July 09, 2005
We don't have enough beds in border detention facilities, and would have to pay to send non-Mexican illegal immigrants back to Brazil or Honduras, or wherever else, because "international law" says we can't just bounce 'em back across into Mexico. We give them a "notice to appear" at a hearing and let 'em into the U.S. They rarely show up at the hearings. Nice route for terrorists, don'cha think?
More from Jerry Kammer of Copley News Service:
McALLEN, Texas – In the silvery-blue light of dusk, 20 Brazilians glided across the Rio Grande in rubber rafts propelled by Mexican smugglers who leaned forward and breast-stroked through the gentle current.
Once on the U.S. side, the Brazilians scrambled ashore and started looking for the Border Patrol. Their quick and well-rehearsed surrender was part of a growing trend that is demoralizing the Border Patrol and beckoning a rising number of illegal immigrants from countries beyond Mexico.

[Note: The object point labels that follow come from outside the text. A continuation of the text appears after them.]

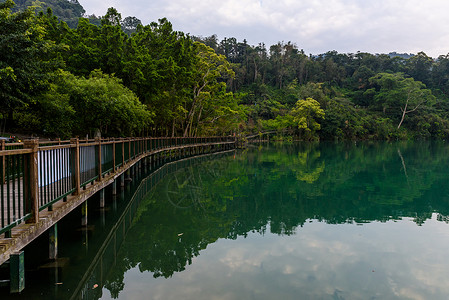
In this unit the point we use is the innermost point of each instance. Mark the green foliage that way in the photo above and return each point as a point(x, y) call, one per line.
point(306, 115)
point(67, 11)
point(227, 86)
point(25, 59)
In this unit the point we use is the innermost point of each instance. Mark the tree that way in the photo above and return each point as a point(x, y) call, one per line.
point(26, 59)
point(208, 89)
point(400, 95)
point(306, 115)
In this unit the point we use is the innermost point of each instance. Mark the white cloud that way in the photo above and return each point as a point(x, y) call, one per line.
point(316, 25)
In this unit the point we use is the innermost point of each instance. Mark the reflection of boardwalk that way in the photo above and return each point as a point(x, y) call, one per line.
point(49, 182)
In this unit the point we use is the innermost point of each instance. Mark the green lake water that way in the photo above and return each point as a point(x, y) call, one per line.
point(365, 220)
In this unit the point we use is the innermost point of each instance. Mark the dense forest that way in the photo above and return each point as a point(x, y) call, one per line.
point(63, 74)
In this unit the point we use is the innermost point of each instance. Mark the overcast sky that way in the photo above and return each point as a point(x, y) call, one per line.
point(317, 26)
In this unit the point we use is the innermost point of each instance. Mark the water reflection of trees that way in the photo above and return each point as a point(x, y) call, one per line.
point(281, 187)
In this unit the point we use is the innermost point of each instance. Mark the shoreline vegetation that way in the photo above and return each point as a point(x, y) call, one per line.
point(65, 74)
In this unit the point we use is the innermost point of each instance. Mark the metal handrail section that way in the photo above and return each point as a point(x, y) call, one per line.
point(35, 175)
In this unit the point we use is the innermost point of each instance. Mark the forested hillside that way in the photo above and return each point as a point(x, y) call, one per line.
point(125, 78)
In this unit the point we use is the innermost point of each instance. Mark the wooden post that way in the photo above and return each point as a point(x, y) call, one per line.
point(84, 213)
point(98, 140)
point(17, 272)
point(76, 166)
point(114, 187)
point(123, 153)
point(113, 157)
point(3, 147)
point(102, 198)
point(53, 242)
point(31, 181)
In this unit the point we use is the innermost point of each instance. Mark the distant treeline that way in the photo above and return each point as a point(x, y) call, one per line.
point(119, 77)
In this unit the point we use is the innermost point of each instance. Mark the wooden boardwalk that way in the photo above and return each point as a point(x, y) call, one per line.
point(56, 198)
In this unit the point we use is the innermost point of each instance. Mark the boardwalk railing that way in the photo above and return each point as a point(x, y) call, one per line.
point(34, 175)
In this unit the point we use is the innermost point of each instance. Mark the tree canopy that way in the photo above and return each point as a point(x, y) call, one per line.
point(203, 86)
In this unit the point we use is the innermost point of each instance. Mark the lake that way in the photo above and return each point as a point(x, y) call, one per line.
point(356, 220)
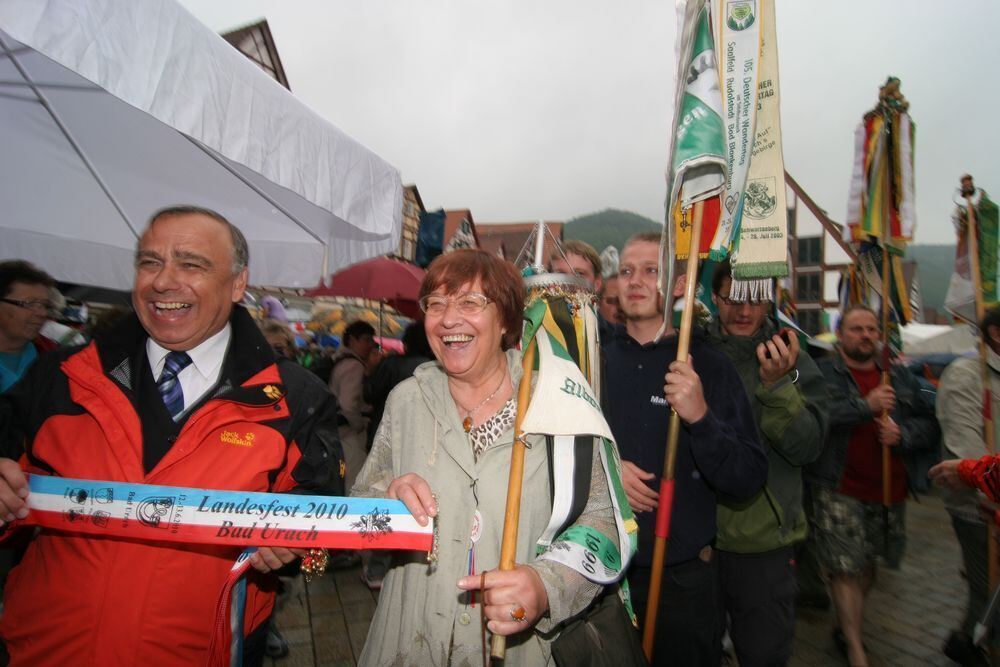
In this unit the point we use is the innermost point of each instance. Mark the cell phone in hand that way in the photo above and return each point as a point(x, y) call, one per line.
point(786, 336)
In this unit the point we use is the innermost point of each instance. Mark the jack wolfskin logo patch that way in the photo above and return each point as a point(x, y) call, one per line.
point(234, 438)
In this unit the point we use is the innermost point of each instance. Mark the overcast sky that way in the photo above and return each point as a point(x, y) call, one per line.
point(522, 110)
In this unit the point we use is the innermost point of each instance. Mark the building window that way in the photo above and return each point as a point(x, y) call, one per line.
point(810, 251)
point(808, 287)
point(811, 321)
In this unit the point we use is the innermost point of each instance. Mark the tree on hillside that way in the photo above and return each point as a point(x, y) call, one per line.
point(608, 227)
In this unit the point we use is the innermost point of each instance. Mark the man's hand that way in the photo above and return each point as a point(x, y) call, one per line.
point(267, 559)
point(416, 494)
point(946, 474)
point(683, 391)
point(776, 358)
point(640, 496)
point(888, 432)
point(881, 399)
point(13, 491)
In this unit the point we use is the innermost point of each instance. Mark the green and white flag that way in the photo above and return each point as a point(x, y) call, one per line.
point(696, 163)
point(760, 244)
point(564, 407)
point(738, 43)
point(697, 166)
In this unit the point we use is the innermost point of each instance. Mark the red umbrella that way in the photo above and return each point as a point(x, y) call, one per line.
point(381, 279)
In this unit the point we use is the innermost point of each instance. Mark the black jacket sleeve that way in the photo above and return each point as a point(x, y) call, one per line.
point(314, 431)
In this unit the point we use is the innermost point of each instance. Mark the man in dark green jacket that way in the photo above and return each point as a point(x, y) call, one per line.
point(755, 537)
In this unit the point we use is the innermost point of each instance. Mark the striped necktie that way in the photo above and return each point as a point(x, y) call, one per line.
point(168, 385)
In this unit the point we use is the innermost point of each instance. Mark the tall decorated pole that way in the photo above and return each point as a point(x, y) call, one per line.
point(972, 289)
point(557, 399)
point(696, 179)
point(881, 220)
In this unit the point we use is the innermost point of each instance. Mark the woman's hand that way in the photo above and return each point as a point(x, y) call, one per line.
point(267, 559)
point(510, 594)
point(416, 494)
point(946, 474)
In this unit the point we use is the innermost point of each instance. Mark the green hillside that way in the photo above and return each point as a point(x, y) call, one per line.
point(934, 266)
point(614, 226)
point(608, 227)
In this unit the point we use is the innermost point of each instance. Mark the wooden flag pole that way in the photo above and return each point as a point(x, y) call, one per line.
point(886, 232)
point(512, 515)
point(665, 505)
point(972, 236)
point(886, 453)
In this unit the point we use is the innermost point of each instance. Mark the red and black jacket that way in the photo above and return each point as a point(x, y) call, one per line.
point(87, 413)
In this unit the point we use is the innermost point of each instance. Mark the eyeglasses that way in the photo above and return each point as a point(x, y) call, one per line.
point(731, 302)
point(469, 303)
point(645, 272)
point(31, 304)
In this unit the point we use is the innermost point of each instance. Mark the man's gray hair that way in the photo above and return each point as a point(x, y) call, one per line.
point(241, 252)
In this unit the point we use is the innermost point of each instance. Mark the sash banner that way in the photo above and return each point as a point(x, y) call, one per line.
point(236, 518)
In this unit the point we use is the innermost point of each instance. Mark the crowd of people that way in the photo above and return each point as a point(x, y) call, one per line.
point(780, 460)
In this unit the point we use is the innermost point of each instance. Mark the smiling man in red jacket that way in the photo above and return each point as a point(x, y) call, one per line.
point(186, 393)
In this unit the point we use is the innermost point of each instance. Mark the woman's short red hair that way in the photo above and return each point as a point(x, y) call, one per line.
point(501, 283)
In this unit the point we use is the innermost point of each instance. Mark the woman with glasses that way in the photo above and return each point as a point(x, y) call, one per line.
point(444, 448)
point(25, 306)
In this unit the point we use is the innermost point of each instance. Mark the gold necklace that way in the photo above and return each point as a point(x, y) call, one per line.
point(467, 422)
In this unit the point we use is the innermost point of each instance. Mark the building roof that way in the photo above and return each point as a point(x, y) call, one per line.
point(507, 239)
point(256, 43)
point(453, 218)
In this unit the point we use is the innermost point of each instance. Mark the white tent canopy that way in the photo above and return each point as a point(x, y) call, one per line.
point(148, 108)
point(936, 338)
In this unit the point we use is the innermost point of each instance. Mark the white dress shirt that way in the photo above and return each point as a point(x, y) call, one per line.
point(202, 373)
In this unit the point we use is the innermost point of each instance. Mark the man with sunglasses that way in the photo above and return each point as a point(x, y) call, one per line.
point(24, 309)
point(755, 537)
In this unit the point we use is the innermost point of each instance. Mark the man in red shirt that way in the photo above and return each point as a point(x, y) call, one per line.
point(865, 413)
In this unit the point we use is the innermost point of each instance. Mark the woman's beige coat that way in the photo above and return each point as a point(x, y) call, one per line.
point(422, 617)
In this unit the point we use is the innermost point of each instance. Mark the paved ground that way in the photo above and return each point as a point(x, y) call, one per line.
point(909, 613)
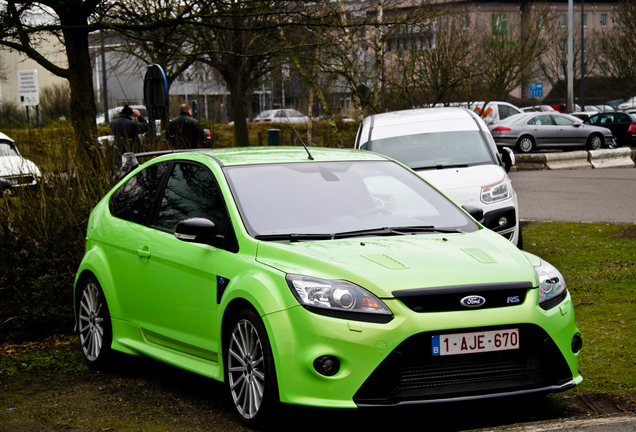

...The group was detained overnight and given a court summons that allowed them to stay in the United States pending an immigration hearing. Then a Border Patrol agent drove them to the McAllen bus station, where they continued their journey into America. The formal term for the court summons is a "notice to appear." Border Patrol agents have another name for it. They call it a "notice to disappear."
Of the 8,908 notices to appear that the immigration court in nearby Harlingen issued last year to non-Mexicans, 8,767 failed to show up for their hearings, according to statistics compiled by the Justice Department's Executive Office of Immigration Review. That is a no-show rate of 98 percent.
The problem is that U.S. immigration authorities are short on detention space. They can send Mexicans back across the border within hours. But international law prohibits them from sending non-Mexicans to Mexico. Instead, they must arrange travel documents and flights directly to the immigrant's country of origin. The process, which the U.S. government pays for, takes weeks or even months.
The result is an unintended avenue of entry for a rapidly growing class of illegal immigrants from Central and South American who now see the Border Patrol more as a welcome wagon than a barrier.
...Many Border Patrol agents express frustration over the dilemma. They also worry that the high volume of non-Mexicans is taking up much of their time and might be making it easier for potential terrorists to slip past. Some said they spend much of their 10-hour shift processing non-Mexicans.
...Others with the Border Patrol complained that they are being reduced to little more than gun-toting travel agents in uniforms.
Washington, we have a problem. Well, at least a few guys there get it.